At last we reached the room reserved for the corps diplomatique, where every one was assembled in front of the windows overlooking the Chapel erected on the Neva.

The clergy were wearing their most superb sacerdotal robes and ornaments, escorting the Emperor, the Grand Dukes and all the Court in procession. The spectacle was most imposing, rendered all the more so by the white mantle which was over all!

Presently there entered the drawing-room in which we were assembled the two Empresses and Grand Duchesses Xenia, Olga—both sisters of the Emperor—Marie Pavlovna and others dressed in their elaborate Russian Court costumes. This consists of velvet robes with round deep décolletage and long trains, and wearing on their heads the kakochnik scintillating with pearls, diamonds and other precious stones.

Some were in blue, others in pale green, bright pink, red, etc.; the ladies-in-waiting and maids-of-honour dress in the colour of the Grand Duchess, to whose court they belong.

Their trains were borne by pages from the well-known corps des pages.

I noticed again my Uncle Cherwachidze wearing his grand uniform, covered with gold lace and orders of every description—he seemed more than ever to form part of the train of his Empress.

Then came the Court and the clergy, defiling into the room next to ours, the latter intoning some wonderful Russian chants, which are so perfectly rendered that one imagines them to be instrumentally accompanied.

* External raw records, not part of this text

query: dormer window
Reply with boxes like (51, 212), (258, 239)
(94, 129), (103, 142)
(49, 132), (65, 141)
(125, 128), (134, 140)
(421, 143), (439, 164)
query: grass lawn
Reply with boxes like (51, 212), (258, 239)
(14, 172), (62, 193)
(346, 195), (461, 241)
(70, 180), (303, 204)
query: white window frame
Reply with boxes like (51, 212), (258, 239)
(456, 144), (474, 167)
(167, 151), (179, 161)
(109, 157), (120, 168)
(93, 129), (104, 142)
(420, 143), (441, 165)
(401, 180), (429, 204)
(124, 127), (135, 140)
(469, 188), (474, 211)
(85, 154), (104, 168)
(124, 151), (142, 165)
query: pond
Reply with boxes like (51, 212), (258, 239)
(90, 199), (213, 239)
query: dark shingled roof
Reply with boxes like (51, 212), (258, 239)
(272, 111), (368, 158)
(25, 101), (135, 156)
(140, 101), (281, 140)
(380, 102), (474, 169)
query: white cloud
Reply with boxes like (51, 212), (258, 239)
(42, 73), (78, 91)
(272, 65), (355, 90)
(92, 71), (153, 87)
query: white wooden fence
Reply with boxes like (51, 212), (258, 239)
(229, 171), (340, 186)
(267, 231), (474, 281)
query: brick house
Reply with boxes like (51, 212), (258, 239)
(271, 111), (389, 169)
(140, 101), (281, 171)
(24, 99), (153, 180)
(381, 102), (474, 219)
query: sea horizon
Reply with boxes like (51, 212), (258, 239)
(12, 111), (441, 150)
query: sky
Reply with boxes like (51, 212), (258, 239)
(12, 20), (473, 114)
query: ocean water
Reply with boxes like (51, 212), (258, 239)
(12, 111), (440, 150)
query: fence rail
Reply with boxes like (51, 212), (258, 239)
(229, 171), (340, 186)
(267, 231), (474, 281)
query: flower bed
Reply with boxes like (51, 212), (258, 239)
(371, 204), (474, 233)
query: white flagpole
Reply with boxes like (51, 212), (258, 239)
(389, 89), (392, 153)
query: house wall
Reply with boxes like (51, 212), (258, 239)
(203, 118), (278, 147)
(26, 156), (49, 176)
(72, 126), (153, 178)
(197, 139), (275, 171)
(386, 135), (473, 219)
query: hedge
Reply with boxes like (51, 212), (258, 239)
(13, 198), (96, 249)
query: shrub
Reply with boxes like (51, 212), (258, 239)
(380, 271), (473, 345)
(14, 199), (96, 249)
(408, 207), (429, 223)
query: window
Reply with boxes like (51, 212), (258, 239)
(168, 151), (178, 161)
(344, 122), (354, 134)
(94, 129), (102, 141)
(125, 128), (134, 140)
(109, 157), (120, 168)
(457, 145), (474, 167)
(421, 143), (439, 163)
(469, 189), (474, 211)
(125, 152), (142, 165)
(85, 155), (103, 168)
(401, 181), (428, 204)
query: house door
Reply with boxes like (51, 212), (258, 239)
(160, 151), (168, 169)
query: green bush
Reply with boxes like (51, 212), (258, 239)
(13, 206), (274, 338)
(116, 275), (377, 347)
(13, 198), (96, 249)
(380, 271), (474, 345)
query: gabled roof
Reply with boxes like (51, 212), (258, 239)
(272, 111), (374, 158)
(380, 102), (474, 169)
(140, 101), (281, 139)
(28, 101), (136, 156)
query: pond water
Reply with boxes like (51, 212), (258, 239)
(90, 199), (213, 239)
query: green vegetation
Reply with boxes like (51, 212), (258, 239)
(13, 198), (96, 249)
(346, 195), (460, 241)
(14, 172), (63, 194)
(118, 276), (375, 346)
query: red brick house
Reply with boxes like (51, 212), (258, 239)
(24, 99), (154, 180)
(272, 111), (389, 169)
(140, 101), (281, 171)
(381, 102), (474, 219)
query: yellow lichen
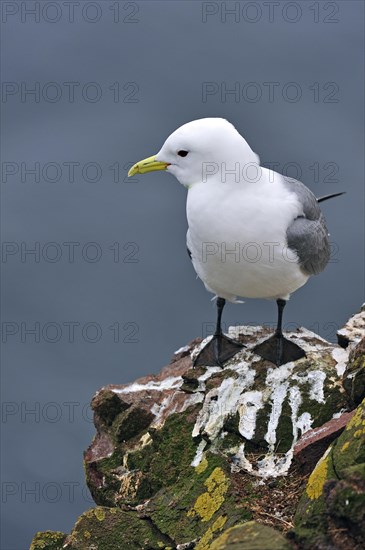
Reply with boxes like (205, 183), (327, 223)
(195, 457), (208, 474)
(94, 508), (105, 521)
(188, 467), (229, 521)
(195, 516), (227, 550)
(306, 452), (328, 500)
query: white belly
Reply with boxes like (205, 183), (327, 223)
(187, 178), (308, 301)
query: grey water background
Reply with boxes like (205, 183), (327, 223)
(1, 1), (364, 550)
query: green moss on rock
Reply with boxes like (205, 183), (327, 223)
(295, 400), (365, 549)
(209, 521), (293, 550)
(64, 507), (171, 550)
(29, 531), (66, 550)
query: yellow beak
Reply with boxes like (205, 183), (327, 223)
(128, 155), (169, 177)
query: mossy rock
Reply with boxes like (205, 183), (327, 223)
(210, 521), (293, 550)
(145, 452), (252, 550)
(29, 531), (67, 550)
(343, 338), (365, 406)
(63, 507), (172, 550)
(295, 400), (365, 549)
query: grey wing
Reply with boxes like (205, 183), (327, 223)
(284, 178), (331, 275)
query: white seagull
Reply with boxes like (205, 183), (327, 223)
(128, 118), (342, 367)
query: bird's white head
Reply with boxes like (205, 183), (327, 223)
(129, 118), (259, 186)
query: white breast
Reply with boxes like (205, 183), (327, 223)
(187, 169), (308, 301)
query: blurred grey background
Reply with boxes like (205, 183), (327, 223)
(1, 0), (364, 550)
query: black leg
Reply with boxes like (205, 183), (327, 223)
(214, 298), (226, 336)
(253, 298), (305, 367)
(193, 297), (245, 367)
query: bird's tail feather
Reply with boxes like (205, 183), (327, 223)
(317, 191), (346, 202)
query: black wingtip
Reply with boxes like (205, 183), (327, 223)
(317, 191), (346, 202)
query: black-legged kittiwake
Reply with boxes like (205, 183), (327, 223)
(128, 118), (341, 366)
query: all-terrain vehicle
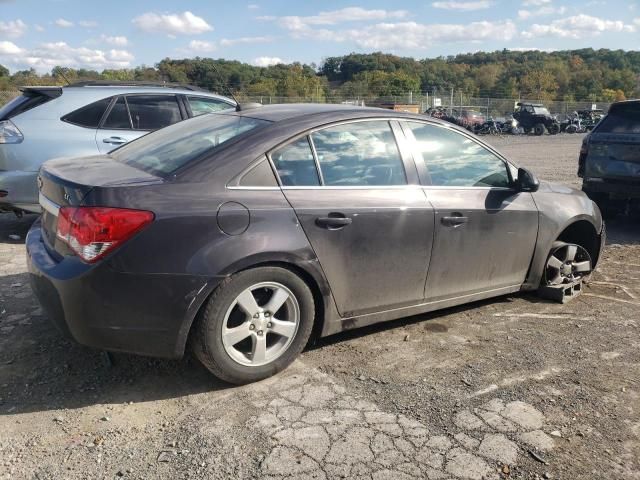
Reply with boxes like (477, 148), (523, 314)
(513, 102), (560, 135)
(578, 100), (640, 218)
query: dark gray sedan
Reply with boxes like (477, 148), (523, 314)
(27, 105), (604, 383)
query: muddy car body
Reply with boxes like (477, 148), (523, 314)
(26, 105), (603, 383)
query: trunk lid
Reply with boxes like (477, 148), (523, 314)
(38, 155), (162, 255)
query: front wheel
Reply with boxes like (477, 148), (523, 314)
(543, 241), (593, 286)
(193, 267), (315, 384)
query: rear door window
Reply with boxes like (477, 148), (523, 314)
(102, 97), (131, 130)
(311, 120), (407, 186)
(597, 102), (640, 133)
(187, 95), (234, 117)
(0, 92), (53, 120)
(62, 97), (112, 128)
(406, 122), (511, 188)
(127, 95), (182, 130)
(271, 137), (320, 187)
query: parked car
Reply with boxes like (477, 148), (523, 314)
(578, 100), (640, 217)
(513, 102), (560, 135)
(26, 104), (604, 383)
(458, 110), (487, 131)
(0, 82), (235, 213)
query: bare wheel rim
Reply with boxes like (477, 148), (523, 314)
(545, 243), (592, 285)
(221, 282), (300, 367)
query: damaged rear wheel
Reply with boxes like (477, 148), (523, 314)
(543, 242), (592, 286)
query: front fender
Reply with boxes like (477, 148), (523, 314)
(522, 182), (604, 290)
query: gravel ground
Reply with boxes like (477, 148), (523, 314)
(0, 135), (640, 480)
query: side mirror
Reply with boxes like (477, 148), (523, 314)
(516, 168), (540, 192)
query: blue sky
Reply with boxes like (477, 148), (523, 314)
(0, 0), (640, 72)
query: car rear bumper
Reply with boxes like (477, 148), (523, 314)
(0, 171), (41, 213)
(582, 177), (640, 199)
(26, 221), (222, 358)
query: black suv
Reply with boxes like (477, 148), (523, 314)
(513, 102), (560, 135)
(578, 100), (640, 217)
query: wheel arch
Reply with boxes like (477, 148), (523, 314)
(176, 253), (335, 357)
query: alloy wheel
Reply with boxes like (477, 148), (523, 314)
(222, 282), (300, 367)
(545, 243), (592, 285)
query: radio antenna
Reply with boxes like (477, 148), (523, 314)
(211, 60), (240, 111)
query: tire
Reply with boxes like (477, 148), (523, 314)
(192, 267), (315, 385)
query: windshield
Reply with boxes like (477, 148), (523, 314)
(533, 107), (550, 115)
(110, 114), (271, 176)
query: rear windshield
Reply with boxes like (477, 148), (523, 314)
(598, 103), (640, 133)
(0, 93), (52, 120)
(110, 114), (271, 176)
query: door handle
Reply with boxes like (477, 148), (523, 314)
(102, 137), (127, 145)
(440, 215), (469, 227)
(316, 213), (353, 230)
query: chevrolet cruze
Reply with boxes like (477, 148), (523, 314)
(26, 105), (604, 383)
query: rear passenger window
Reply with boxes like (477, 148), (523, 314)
(62, 97), (112, 128)
(407, 122), (511, 187)
(597, 103), (640, 133)
(271, 137), (320, 187)
(102, 97), (131, 130)
(187, 96), (233, 117)
(127, 95), (182, 130)
(311, 121), (407, 186)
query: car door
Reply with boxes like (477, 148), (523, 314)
(96, 94), (186, 153)
(270, 120), (434, 317)
(403, 122), (538, 301)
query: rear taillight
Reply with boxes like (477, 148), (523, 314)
(0, 120), (24, 143)
(56, 207), (154, 263)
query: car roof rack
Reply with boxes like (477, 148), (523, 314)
(66, 80), (208, 92)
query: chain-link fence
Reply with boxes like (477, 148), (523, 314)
(0, 90), (610, 117)
(0, 90), (20, 106)
(242, 93), (610, 117)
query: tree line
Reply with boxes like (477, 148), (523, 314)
(0, 48), (640, 102)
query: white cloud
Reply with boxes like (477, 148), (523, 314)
(133, 11), (213, 35)
(522, 0), (551, 7)
(220, 37), (274, 47)
(0, 41), (23, 55)
(278, 7), (408, 31)
(342, 20), (517, 50)
(189, 40), (218, 53)
(0, 19), (27, 38)
(253, 57), (284, 67)
(0, 42), (134, 72)
(522, 14), (635, 39)
(518, 5), (567, 20)
(100, 34), (129, 47)
(78, 20), (98, 28)
(53, 18), (73, 28)
(431, 0), (493, 12)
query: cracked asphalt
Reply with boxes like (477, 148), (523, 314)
(0, 135), (640, 480)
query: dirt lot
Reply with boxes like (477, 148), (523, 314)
(0, 135), (640, 480)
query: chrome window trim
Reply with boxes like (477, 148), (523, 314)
(38, 193), (60, 217)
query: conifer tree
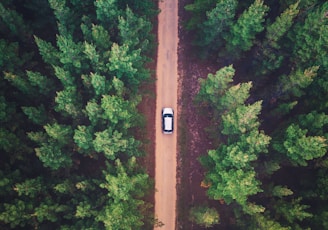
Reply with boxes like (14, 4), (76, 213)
(225, 0), (269, 57)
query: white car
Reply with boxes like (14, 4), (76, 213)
(162, 108), (174, 134)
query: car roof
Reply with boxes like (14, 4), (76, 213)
(163, 107), (173, 115)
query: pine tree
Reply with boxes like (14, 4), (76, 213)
(225, 0), (269, 57)
(255, 1), (299, 75)
(274, 124), (327, 166)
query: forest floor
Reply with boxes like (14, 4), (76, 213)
(177, 0), (233, 230)
(139, 0), (229, 230)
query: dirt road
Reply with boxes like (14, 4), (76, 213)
(155, 0), (178, 230)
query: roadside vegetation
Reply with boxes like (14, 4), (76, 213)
(0, 0), (157, 230)
(185, 0), (328, 230)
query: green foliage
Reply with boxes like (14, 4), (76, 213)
(101, 95), (139, 129)
(13, 177), (44, 198)
(248, 214), (292, 230)
(0, 199), (33, 228)
(184, 0), (217, 30)
(73, 125), (93, 151)
(274, 124), (327, 166)
(298, 111), (328, 136)
(264, 1), (299, 49)
(34, 36), (59, 65)
(280, 66), (319, 97)
(96, 158), (148, 230)
(55, 86), (82, 118)
(93, 129), (139, 160)
(22, 105), (48, 125)
(196, 65), (235, 106)
(106, 43), (149, 88)
(35, 141), (72, 170)
(118, 7), (151, 51)
(53, 66), (75, 87)
(91, 73), (109, 96)
(290, 2), (328, 70)
(43, 123), (73, 145)
(206, 169), (262, 205)
(196, 0), (237, 55)
(4, 72), (35, 96)
(256, 1), (299, 74)
(272, 185), (294, 198)
(95, 0), (122, 26)
(57, 35), (84, 70)
(0, 127), (20, 153)
(222, 101), (262, 135)
(0, 3), (30, 39)
(189, 205), (220, 228)
(0, 39), (26, 73)
(32, 199), (69, 222)
(26, 71), (54, 96)
(276, 198), (312, 224)
(225, 0), (269, 57)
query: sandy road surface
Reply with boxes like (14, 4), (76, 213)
(155, 0), (178, 230)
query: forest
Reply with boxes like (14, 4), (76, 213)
(184, 0), (328, 230)
(0, 0), (158, 230)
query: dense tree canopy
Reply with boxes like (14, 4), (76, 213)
(0, 0), (157, 230)
(185, 0), (328, 230)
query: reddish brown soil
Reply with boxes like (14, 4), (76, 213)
(177, 0), (236, 230)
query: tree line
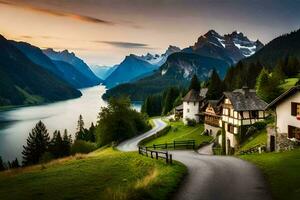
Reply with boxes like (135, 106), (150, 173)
(0, 97), (150, 171)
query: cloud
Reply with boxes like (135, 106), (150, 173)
(94, 41), (151, 49)
(0, 0), (116, 25)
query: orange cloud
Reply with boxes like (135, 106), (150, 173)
(0, 0), (115, 25)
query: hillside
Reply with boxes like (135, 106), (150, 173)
(43, 49), (102, 85)
(0, 148), (186, 200)
(103, 53), (228, 100)
(243, 29), (300, 69)
(10, 41), (95, 88)
(0, 36), (81, 106)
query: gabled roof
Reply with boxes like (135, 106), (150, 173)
(182, 89), (204, 102)
(223, 87), (268, 111)
(267, 85), (300, 108)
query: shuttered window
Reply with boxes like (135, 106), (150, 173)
(291, 102), (300, 116)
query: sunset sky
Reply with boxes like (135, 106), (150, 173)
(0, 0), (300, 65)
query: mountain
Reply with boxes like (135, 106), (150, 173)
(104, 54), (157, 88)
(224, 29), (300, 90)
(10, 41), (95, 88)
(0, 35), (81, 106)
(105, 45), (180, 88)
(43, 49), (102, 85)
(103, 52), (229, 101)
(243, 29), (300, 69)
(90, 65), (118, 80)
(183, 30), (263, 64)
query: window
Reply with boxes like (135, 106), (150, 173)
(291, 102), (300, 116)
(227, 124), (234, 133)
(288, 126), (300, 140)
(250, 110), (258, 119)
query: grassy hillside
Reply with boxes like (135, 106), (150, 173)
(280, 78), (299, 91)
(239, 130), (267, 151)
(145, 122), (212, 146)
(0, 148), (186, 200)
(240, 149), (300, 200)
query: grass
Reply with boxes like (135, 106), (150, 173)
(0, 148), (186, 200)
(280, 78), (299, 91)
(145, 122), (212, 146)
(239, 129), (267, 151)
(240, 149), (300, 200)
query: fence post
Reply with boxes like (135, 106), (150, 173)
(166, 152), (169, 163)
(139, 146), (141, 154)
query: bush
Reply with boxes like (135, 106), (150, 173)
(186, 118), (197, 126)
(71, 140), (97, 155)
(252, 121), (267, 130)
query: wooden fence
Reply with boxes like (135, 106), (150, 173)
(139, 146), (173, 164)
(147, 140), (196, 149)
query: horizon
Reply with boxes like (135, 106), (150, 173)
(0, 0), (300, 66)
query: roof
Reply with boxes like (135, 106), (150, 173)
(224, 87), (268, 111)
(267, 85), (300, 108)
(200, 88), (208, 98)
(183, 89), (204, 102)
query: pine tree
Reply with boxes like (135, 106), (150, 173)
(22, 121), (50, 166)
(189, 74), (200, 91)
(207, 70), (223, 99)
(0, 156), (5, 171)
(62, 129), (72, 156)
(49, 130), (64, 158)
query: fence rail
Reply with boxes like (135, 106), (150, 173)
(139, 146), (173, 164)
(239, 145), (267, 155)
(147, 140), (196, 149)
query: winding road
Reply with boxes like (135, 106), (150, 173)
(118, 119), (271, 200)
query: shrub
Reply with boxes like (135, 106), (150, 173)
(71, 140), (97, 155)
(186, 118), (197, 126)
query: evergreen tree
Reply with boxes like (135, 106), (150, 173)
(189, 74), (200, 91)
(8, 158), (21, 169)
(256, 69), (282, 103)
(49, 130), (64, 158)
(62, 129), (72, 156)
(22, 121), (50, 165)
(0, 156), (5, 171)
(75, 115), (85, 140)
(206, 70), (223, 99)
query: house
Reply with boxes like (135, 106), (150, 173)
(267, 86), (300, 151)
(204, 100), (222, 137)
(219, 87), (267, 154)
(183, 88), (207, 124)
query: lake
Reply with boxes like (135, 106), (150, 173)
(0, 86), (141, 162)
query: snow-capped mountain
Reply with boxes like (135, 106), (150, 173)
(183, 30), (264, 64)
(105, 45), (180, 88)
(137, 45), (181, 67)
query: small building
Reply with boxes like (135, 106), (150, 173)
(219, 87), (267, 154)
(204, 100), (222, 137)
(183, 88), (207, 124)
(267, 86), (300, 151)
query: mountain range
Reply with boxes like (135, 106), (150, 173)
(0, 35), (81, 106)
(104, 30), (263, 100)
(104, 46), (180, 88)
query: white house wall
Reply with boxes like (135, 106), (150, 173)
(276, 92), (300, 133)
(183, 102), (199, 123)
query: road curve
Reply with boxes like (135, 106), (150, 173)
(117, 119), (271, 200)
(117, 118), (167, 151)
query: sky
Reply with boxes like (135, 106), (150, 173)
(0, 0), (300, 66)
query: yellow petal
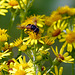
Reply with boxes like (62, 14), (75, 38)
(39, 40), (44, 44)
(67, 43), (72, 52)
(55, 66), (58, 75)
(51, 46), (58, 56)
(63, 52), (69, 57)
(59, 38), (65, 42)
(57, 20), (61, 28)
(59, 67), (63, 75)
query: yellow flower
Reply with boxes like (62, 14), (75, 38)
(0, 28), (7, 35)
(21, 15), (45, 27)
(23, 32), (44, 45)
(14, 37), (23, 47)
(45, 11), (62, 26)
(52, 46), (74, 63)
(9, 56), (35, 75)
(47, 20), (68, 39)
(0, 0), (8, 16)
(51, 66), (63, 75)
(44, 36), (55, 45)
(2, 0), (27, 9)
(0, 29), (9, 42)
(0, 50), (11, 59)
(1, 42), (14, 51)
(68, 8), (75, 16)
(59, 28), (75, 52)
(57, 5), (70, 14)
(38, 46), (50, 55)
(19, 45), (27, 51)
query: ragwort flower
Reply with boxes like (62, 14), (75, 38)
(47, 20), (68, 39)
(59, 28), (75, 52)
(2, 0), (27, 9)
(52, 46), (74, 63)
(0, 0), (8, 16)
(0, 29), (9, 42)
(21, 15), (45, 27)
(51, 66), (63, 75)
(14, 37), (23, 47)
(45, 11), (62, 26)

The anticipated attempt at assassination was not long delayed: presently some fragments of shrapnel shells fell into our room and quite close to the group of people where I was standing, smashing the panes of glass of one of the windows, which were strewn all over the floor. These shells had been fired from the Fortress of St Peter and St Paul situated on the opposite side of the Neva.

Ostensibly the guns were fired as a salute with blank cartridges, but through an oversight of the commanding officer one had been fired with live shells, the result being that a perfect hail of shrapnel fell on to the Chapel in which the Emperor had taken up his position, he of course being the object aimed at.

The Tzar during this terrible ordeal never moved a muscle except to make the Sign of the Cross.